Donato and Amuedo-Dorantes outline American immigration policies from 1880 to the present and consider the impact of the COVID-19 pandemic on immigration. They underscore the fact that many recent immigration policies have been a result of presidential executive orders rather than legislative acts, making families and workers who enter the country without proper documentation especially vulnerable. They also examine how and why these orders are often racist and xenophobic, privileging some racial and ethnic groups and excluding others.
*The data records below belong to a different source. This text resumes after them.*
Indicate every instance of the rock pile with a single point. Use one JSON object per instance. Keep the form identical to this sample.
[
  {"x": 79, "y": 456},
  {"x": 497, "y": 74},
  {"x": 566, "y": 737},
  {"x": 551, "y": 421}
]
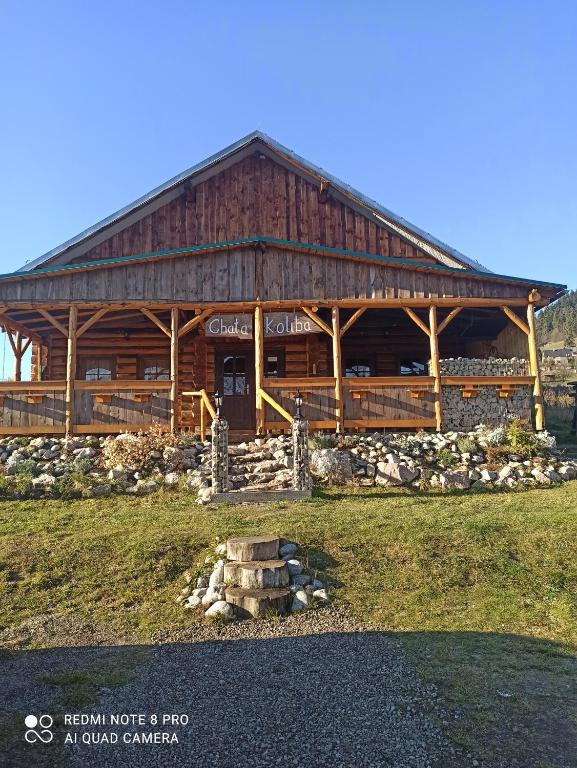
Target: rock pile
[
  {"x": 253, "y": 576},
  {"x": 452, "y": 461},
  {"x": 84, "y": 466}
]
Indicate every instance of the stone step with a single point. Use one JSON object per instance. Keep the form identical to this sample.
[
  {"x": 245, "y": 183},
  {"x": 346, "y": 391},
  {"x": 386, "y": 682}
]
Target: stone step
[
  {"x": 257, "y": 574},
  {"x": 245, "y": 548},
  {"x": 258, "y": 602}
]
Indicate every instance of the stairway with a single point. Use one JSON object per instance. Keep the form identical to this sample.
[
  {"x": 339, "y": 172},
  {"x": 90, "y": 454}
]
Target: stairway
[{"x": 256, "y": 577}]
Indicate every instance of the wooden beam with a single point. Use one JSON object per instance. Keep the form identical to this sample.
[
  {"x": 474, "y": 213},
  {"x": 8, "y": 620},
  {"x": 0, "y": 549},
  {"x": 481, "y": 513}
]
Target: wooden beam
[
  {"x": 451, "y": 316},
  {"x": 174, "y": 317},
  {"x": 70, "y": 369},
  {"x": 278, "y": 408},
  {"x": 90, "y": 322},
  {"x": 435, "y": 366},
  {"x": 259, "y": 367},
  {"x": 6, "y": 322},
  {"x": 535, "y": 369},
  {"x": 194, "y": 322},
  {"x": 417, "y": 320},
  {"x": 516, "y": 319},
  {"x": 159, "y": 324},
  {"x": 18, "y": 355},
  {"x": 9, "y": 333},
  {"x": 321, "y": 323},
  {"x": 337, "y": 369},
  {"x": 54, "y": 322},
  {"x": 353, "y": 319}
]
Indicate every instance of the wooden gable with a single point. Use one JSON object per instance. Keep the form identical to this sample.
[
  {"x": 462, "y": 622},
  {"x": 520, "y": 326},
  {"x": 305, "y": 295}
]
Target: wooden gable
[{"x": 255, "y": 196}]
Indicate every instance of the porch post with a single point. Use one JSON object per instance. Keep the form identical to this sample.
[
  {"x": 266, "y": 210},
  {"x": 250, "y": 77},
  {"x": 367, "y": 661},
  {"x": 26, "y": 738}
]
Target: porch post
[
  {"x": 18, "y": 358},
  {"x": 173, "y": 369},
  {"x": 435, "y": 367},
  {"x": 535, "y": 368},
  {"x": 337, "y": 369},
  {"x": 259, "y": 367},
  {"x": 71, "y": 367}
]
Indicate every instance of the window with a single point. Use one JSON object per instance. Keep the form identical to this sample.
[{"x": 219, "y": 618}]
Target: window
[
  {"x": 234, "y": 380},
  {"x": 155, "y": 369},
  {"x": 274, "y": 364},
  {"x": 408, "y": 367},
  {"x": 98, "y": 368},
  {"x": 358, "y": 367}
]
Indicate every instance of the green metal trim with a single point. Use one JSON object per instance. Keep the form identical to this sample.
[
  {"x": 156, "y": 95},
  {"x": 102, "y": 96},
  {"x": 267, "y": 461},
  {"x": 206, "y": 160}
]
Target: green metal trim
[{"x": 387, "y": 260}]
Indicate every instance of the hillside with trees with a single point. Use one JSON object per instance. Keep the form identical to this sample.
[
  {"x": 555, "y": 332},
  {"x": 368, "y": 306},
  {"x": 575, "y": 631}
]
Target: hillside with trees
[{"x": 559, "y": 322}]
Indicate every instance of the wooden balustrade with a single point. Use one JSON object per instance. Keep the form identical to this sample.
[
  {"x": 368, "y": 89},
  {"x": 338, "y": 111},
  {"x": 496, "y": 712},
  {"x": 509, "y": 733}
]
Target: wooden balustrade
[
  {"x": 32, "y": 407},
  {"x": 114, "y": 406}
]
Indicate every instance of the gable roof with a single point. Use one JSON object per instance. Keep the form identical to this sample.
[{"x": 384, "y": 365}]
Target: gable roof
[
  {"x": 392, "y": 261},
  {"x": 436, "y": 248}
]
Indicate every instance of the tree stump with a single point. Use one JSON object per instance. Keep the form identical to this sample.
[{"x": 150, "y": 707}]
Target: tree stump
[
  {"x": 258, "y": 602},
  {"x": 257, "y": 574},
  {"x": 245, "y": 548}
]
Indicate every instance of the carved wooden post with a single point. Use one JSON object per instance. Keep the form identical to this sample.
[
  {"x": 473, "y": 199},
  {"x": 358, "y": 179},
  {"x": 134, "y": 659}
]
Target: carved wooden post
[
  {"x": 173, "y": 369},
  {"x": 435, "y": 367},
  {"x": 71, "y": 368},
  {"x": 337, "y": 372},
  {"x": 18, "y": 358},
  {"x": 535, "y": 368},
  {"x": 219, "y": 455},
  {"x": 301, "y": 468},
  {"x": 259, "y": 368}
]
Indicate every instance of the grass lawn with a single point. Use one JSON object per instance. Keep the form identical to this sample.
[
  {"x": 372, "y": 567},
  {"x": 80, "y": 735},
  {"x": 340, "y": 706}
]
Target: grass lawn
[{"x": 480, "y": 588}]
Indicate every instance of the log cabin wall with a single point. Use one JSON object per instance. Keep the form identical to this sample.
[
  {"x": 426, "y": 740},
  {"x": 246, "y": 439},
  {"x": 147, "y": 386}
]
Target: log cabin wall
[{"x": 256, "y": 196}]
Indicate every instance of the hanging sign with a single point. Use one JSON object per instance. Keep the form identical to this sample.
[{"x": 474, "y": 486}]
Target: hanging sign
[
  {"x": 275, "y": 324},
  {"x": 235, "y": 326},
  {"x": 289, "y": 324}
]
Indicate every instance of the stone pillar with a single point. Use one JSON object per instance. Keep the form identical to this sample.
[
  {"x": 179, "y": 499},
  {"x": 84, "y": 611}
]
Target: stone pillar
[
  {"x": 301, "y": 469},
  {"x": 219, "y": 455}
]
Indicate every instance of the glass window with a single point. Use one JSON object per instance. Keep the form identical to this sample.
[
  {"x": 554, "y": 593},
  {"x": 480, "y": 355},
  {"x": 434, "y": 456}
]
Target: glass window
[
  {"x": 408, "y": 367},
  {"x": 98, "y": 369},
  {"x": 274, "y": 364},
  {"x": 155, "y": 369},
  {"x": 358, "y": 367},
  {"x": 234, "y": 375}
]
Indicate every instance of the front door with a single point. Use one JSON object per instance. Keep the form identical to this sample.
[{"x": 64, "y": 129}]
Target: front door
[{"x": 235, "y": 380}]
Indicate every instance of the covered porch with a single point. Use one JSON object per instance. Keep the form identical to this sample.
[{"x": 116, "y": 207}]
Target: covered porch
[{"x": 359, "y": 364}]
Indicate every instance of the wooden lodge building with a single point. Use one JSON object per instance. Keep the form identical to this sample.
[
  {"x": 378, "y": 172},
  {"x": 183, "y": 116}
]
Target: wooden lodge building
[{"x": 257, "y": 274}]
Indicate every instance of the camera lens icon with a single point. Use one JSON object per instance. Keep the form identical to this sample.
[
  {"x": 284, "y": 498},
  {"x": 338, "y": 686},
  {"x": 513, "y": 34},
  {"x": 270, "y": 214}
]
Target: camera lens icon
[{"x": 38, "y": 729}]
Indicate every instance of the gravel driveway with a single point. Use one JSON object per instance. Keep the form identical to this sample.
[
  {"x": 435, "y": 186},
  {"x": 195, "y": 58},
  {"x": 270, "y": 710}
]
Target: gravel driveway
[{"x": 311, "y": 690}]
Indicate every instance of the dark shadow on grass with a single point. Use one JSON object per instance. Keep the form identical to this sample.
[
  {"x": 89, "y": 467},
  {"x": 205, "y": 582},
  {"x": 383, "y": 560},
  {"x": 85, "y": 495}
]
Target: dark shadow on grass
[
  {"x": 333, "y": 699},
  {"x": 330, "y": 493}
]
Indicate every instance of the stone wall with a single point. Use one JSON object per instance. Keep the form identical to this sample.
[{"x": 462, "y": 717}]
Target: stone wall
[{"x": 486, "y": 407}]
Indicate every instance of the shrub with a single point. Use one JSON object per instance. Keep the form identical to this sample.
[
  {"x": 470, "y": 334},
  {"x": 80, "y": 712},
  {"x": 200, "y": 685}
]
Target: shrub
[
  {"x": 446, "y": 457},
  {"x": 319, "y": 440},
  {"x": 521, "y": 438},
  {"x": 466, "y": 445},
  {"x": 134, "y": 450},
  {"x": 27, "y": 467},
  {"x": 5, "y": 487}
]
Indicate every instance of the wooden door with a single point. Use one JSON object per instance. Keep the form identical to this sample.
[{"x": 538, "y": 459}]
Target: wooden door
[{"x": 235, "y": 380}]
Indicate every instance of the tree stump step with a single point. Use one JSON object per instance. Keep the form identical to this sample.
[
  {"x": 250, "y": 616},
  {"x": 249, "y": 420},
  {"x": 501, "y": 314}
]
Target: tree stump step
[
  {"x": 258, "y": 602},
  {"x": 257, "y": 574},
  {"x": 246, "y": 548}
]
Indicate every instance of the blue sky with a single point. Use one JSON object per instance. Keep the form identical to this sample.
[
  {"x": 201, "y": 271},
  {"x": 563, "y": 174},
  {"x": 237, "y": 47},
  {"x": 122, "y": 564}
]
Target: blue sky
[{"x": 460, "y": 116}]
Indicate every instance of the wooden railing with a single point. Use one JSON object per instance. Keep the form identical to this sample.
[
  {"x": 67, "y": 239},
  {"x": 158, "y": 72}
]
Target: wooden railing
[
  {"x": 205, "y": 406},
  {"x": 32, "y": 407},
  {"x": 398, "y": 402},
  {"x": 113, "y": 406},
  {"x": 318, "y": 406}
]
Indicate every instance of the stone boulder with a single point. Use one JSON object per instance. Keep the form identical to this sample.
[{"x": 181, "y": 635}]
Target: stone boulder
[
  {"x": 332, "y": 465},
  {"x": 394, "y": 474}
]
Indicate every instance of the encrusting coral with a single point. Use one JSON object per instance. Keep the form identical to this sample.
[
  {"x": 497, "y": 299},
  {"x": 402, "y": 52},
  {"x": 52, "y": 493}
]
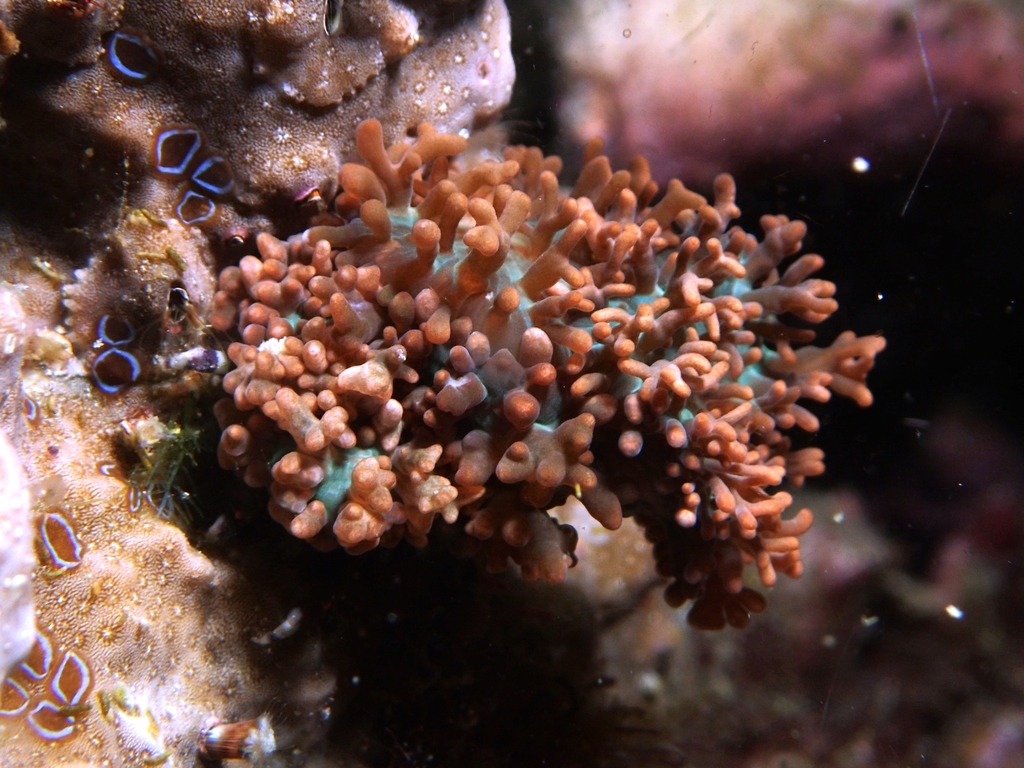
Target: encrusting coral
[{"x": 467, "y": 341}]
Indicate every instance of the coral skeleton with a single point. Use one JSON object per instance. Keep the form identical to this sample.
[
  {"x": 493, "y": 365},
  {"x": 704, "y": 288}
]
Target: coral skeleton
[{"x": 467, "y": 340}]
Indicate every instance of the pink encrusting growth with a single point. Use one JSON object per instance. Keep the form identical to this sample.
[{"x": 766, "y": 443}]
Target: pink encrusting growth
[{"x": 471, "y": 342}]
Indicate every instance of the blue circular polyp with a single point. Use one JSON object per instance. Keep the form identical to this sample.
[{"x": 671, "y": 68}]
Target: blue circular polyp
[
  {"x": 214, "y": 175},
  {"x": 115, "y": 369},
  {"x": 195, "y": 209},
  {"x": 175, "y": 150},
  {"x": 131, "y": 56}
]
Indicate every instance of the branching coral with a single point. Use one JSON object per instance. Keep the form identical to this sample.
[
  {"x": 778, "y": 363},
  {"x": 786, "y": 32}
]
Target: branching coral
[{"x": 471, "y": 342}]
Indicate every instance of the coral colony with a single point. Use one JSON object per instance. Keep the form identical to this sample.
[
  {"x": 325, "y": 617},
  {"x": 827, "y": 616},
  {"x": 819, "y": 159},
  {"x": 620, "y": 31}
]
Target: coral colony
[
  {"x": 470, "y": 342},
  {"x": 453, "y": 342}
]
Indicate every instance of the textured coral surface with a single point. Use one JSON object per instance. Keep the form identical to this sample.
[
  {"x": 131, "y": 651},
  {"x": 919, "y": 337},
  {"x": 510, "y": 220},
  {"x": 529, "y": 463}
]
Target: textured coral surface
[
  {"x": 464, "y": 339},
  {"x": 225, "y": 113},
  {"x": 698, "y": 85}
]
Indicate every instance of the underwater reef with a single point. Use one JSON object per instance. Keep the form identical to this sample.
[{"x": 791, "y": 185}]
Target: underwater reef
[
  {"x": 272, "y": 244},
  {"x": 697, "y": 86}
]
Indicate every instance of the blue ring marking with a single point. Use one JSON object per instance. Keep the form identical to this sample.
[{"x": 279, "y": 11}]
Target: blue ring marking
[
  {"x": 76, "y": 546},
  {"x": 101, "y": 331},
  {"x": 133, "y": 367},
  {"x": 136, "y": 75},
  {"x": 213, "y": 188},
  {"x": 189, "y": 196},
  {"x": 176, "y": 170},
  {"x": 44, "y": 643},
  {"x": 48, "y": 733},
  {"x": 25, "y": 698}
]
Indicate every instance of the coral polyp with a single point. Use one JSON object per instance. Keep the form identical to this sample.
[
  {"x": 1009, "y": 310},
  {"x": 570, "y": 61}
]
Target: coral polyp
[{"x": 466, "y": 340}]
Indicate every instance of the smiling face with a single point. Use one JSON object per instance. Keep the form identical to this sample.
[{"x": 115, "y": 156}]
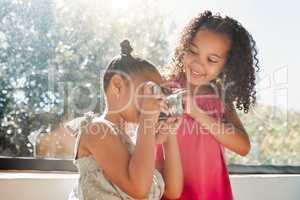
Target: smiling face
[{"x": 206, "y": 57}]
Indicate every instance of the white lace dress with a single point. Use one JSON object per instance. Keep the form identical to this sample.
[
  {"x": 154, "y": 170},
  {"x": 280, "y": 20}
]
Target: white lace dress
[{"x": 92, "y": 183}]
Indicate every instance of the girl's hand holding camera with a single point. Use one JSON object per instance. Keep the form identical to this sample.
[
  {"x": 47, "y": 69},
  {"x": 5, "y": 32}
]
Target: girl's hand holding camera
[{"x": 152, "y": 104}]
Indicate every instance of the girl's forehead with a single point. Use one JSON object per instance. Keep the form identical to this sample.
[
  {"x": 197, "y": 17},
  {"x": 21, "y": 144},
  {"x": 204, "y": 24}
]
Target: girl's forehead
[
  {"x": 141, "y": 78},
  {"x": 212, "y": 41}
]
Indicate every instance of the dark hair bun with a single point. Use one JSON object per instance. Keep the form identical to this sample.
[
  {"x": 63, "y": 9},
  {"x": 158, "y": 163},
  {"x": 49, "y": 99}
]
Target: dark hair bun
[{"x": 126, "y": 48}]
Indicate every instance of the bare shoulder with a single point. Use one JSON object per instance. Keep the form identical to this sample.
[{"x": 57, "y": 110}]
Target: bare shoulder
[{"x": 231, "y": 116}]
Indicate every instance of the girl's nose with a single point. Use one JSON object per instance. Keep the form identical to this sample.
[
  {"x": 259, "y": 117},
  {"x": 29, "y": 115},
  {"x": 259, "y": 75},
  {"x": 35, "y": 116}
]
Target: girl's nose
[{"x": 199, "y": 67}]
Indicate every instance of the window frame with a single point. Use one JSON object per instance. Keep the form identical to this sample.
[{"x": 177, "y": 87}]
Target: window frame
[{"x": 66, "y": 165}]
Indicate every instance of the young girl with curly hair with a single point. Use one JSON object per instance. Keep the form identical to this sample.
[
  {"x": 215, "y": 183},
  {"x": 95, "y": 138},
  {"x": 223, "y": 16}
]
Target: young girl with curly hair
[{"x": 215, "y": 62}]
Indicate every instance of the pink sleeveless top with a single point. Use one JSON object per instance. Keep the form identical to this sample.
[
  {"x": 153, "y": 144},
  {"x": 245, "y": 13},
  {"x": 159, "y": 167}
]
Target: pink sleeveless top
[{"x": 204, "y": 166}]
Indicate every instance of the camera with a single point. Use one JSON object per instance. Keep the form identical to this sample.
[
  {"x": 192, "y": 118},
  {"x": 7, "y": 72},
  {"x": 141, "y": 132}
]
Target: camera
[{"x": 174, "y": 101}]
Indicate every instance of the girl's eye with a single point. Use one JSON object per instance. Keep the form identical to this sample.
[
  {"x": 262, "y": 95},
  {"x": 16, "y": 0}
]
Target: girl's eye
[
  {"x": 212, "y": 61},
  {"x": 193, "y": 52}
]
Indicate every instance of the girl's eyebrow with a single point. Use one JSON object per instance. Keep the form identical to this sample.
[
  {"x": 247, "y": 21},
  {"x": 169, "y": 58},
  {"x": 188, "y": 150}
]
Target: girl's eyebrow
[{"x": 212, "y": 54}]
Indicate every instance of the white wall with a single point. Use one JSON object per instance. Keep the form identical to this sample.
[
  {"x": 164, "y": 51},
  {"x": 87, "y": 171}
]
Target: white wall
[{"x": 50, "y": 186}]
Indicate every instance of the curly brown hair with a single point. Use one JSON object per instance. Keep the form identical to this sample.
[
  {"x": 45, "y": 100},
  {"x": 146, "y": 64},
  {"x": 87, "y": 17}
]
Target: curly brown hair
[{"x": 241, "y": 61}]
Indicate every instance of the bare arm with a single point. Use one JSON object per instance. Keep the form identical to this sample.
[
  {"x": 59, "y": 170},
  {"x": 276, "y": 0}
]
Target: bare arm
[
  {"x": 232, "y": 134},
  {"x": 172, "y": 169},
  {"x": 170, "y": 166}
]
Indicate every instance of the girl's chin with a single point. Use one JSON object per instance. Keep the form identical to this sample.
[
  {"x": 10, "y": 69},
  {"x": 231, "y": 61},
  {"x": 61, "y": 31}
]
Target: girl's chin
[{"x": 197, "y": 82}]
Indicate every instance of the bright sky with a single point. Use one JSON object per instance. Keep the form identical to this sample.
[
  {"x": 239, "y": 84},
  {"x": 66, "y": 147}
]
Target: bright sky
[{"x": 275, "y": 27}]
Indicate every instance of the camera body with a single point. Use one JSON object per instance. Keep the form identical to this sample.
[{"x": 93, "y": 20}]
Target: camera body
[{"x": 174, "y": 101}]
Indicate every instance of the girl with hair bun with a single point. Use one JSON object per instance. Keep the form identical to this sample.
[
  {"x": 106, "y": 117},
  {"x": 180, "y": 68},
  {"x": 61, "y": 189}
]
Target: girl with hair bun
[
  {"x": 216, "y": 61},
  {"x": 110, "y": 165}
]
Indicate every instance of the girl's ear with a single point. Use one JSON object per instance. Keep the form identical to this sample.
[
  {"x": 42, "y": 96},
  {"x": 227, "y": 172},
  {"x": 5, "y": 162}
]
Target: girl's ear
[{"x": 117, "y": 84}]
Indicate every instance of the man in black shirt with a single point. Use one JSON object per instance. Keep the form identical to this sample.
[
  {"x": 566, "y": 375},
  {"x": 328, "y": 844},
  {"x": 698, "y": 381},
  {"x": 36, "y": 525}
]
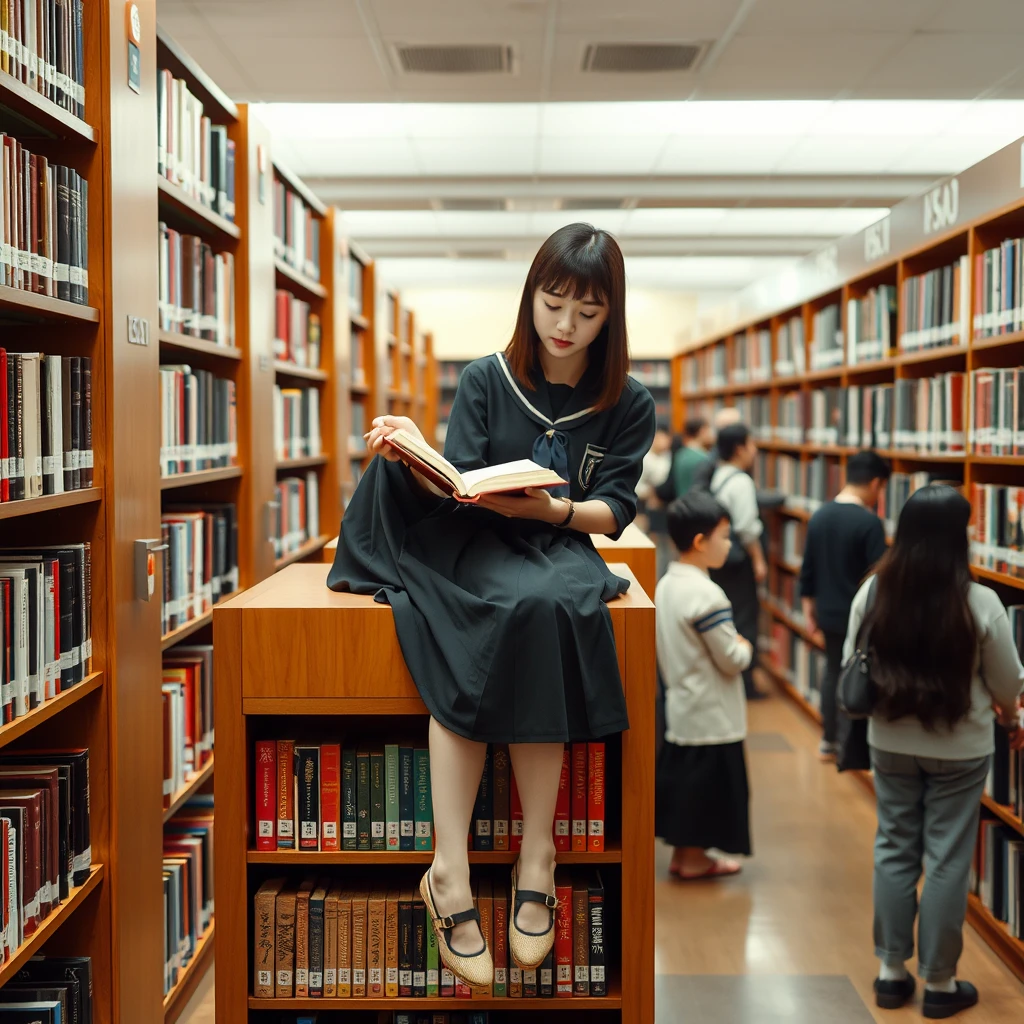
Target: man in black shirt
[{"x": 845, "y": 539}]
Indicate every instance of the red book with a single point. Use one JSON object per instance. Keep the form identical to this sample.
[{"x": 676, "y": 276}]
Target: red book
[
  {"x": 595, "y": 798},
  {"x": 330, "y": 796},
  {"x": 266, "y": 798},
  {"x": 579, "y": 796},
  {"x": 563, "y": 935},
  {"x": 560, "y": 826},
  {"x": 515, "y": 832}
]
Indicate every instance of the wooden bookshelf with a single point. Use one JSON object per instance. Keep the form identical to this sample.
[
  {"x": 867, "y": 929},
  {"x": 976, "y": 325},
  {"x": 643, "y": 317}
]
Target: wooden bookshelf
[
  {"x": 990, "y": 209},
  {"x": 350, "y": 655}
]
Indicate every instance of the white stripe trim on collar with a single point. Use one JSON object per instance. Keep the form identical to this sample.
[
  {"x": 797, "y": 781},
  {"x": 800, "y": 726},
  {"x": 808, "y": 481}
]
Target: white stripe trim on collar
[{"x": 515, "y": 387}]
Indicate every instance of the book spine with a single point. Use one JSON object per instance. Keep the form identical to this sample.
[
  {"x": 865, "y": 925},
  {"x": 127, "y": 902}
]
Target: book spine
[
  {"x": 595, "y": 798},
  {"x": 286, "y": 795},
  {"x": 392, "y": 822},
  {"x": 266, "y": 764},
  {"x": 330, "y": 796}
]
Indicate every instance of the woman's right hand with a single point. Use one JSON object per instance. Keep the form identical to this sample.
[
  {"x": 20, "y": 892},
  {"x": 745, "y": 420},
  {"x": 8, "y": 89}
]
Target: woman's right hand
[{"x": 382, "y": 427}]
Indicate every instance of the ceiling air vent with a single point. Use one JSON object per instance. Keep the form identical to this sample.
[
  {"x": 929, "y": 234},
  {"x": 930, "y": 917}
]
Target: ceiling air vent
[
  {"x": 485, "y": 59},
  {"x": 641, "y": 57}
]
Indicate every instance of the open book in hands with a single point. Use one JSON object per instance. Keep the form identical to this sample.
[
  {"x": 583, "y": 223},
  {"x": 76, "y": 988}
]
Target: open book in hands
[{"x": 472, "y": 484}]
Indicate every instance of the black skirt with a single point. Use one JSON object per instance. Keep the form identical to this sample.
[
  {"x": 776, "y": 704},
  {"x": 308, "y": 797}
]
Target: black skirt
[
  {"x": 502, "y": 623},
  {"x": 701, "y": 797}
]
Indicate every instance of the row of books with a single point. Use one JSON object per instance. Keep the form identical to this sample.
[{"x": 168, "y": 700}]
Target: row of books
[
  {"x": 187, "y": 697},
  {"x": 199, "y": 427},
  {"x": 200, "y": 560},
  {"x": 827, "y": 344},
  {"x": 296, "y": 230},
  {"x": 870, "y": 325},
  {"x": 44, "y": 225},
  {"x": 49, "y": 990},
  {"x": 998, "y": 279},
  {"x": 296, "y": 331},
  {"x": 45, "y": 424},
  {"x": 935, "y": 307},
  {"x": 296, "y": 422},
  {"x": 43, "y": 49},
  {"x": 997, "y": 876},
  {"x": 197, "y": 288},
  {"x": 45, "y": 835},
  {"x": 187, "y": 875},
  {"x": 192, "y": 152},
  {"x": 334, "y": 797},
  {"x": 296, "y": 518},
  {"x": 320, "y": 940},
  {"x": 45, "y": 624}
]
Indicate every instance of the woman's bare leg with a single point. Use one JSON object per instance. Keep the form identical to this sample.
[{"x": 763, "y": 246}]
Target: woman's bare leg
[
  {"x": 538, "y": 769},
  {"x": 456, "y": 767}
]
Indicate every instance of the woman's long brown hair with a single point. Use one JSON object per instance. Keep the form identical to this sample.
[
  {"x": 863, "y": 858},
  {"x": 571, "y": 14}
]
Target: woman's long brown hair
[{"x": 578, "y": 260}]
 Contributors to the issue investigate the various ways in which immigrants secure visas, working permits, and citizenship in the United States, including through employment and family ties, as well as special statuses for military veterans, refugees, asylum seekers, and unaccompanied minors. Daniel Costa writes about how temporary migrant workers’ precarious immigration status makes them particularly likely to experience workplace abuse because they fear losing their jobs and being deported if they complain about unfair labor practices. Pia Orrenius and Madeline Zavodny consider the substantial increase in employer demand for temporary work visas, demonstrating how improved economic conditions have led to this surge, creating a viable alternative to hiring unauthorized workers. Julia Gelatt uses employment and economic data analysis to compare multiple classes of legal immigrants. Her research demonstrates that employer-sponsored immigrants are better educated, exhibit higher English proficiency, and work in more highly skilled jobs than other types of immigrants (including family-sponsored, humanitarian, and diversity visa immigrants).
            Other contributors examine the experiences of immigrants with special statuses, including veterans. Cara Wong and Jonathan Bonaguro find that Americans are more likely to support a path to citizenship via military service for immigrants who entered the country with the appropriate documentation, and that many Americans believe that undocumented migrants should be barred from the military, Peace Corps, AmeriCorps and firefighting. Van C. Tran and Francisco Lara-García find little variation in early socioeconomic outcomes between refugee groups from various countries. They show that schooling and employment, along with strategic financial, community building, and other support services, are critical factors in the successful integration and improved socioeconomic outcomes of refugees. Luis Edward Tenorio finds that the patchwork of legal systems, including family, immigration, and federal courts that adjudicate the laws for children with special immigrant juvenile status, make for the uneasy and uneven integration of unaccompanied minors into key social institutions.
            This issue of RSF is a timely contribution that will invigorate the field of scholarly work on the American legal immigration system.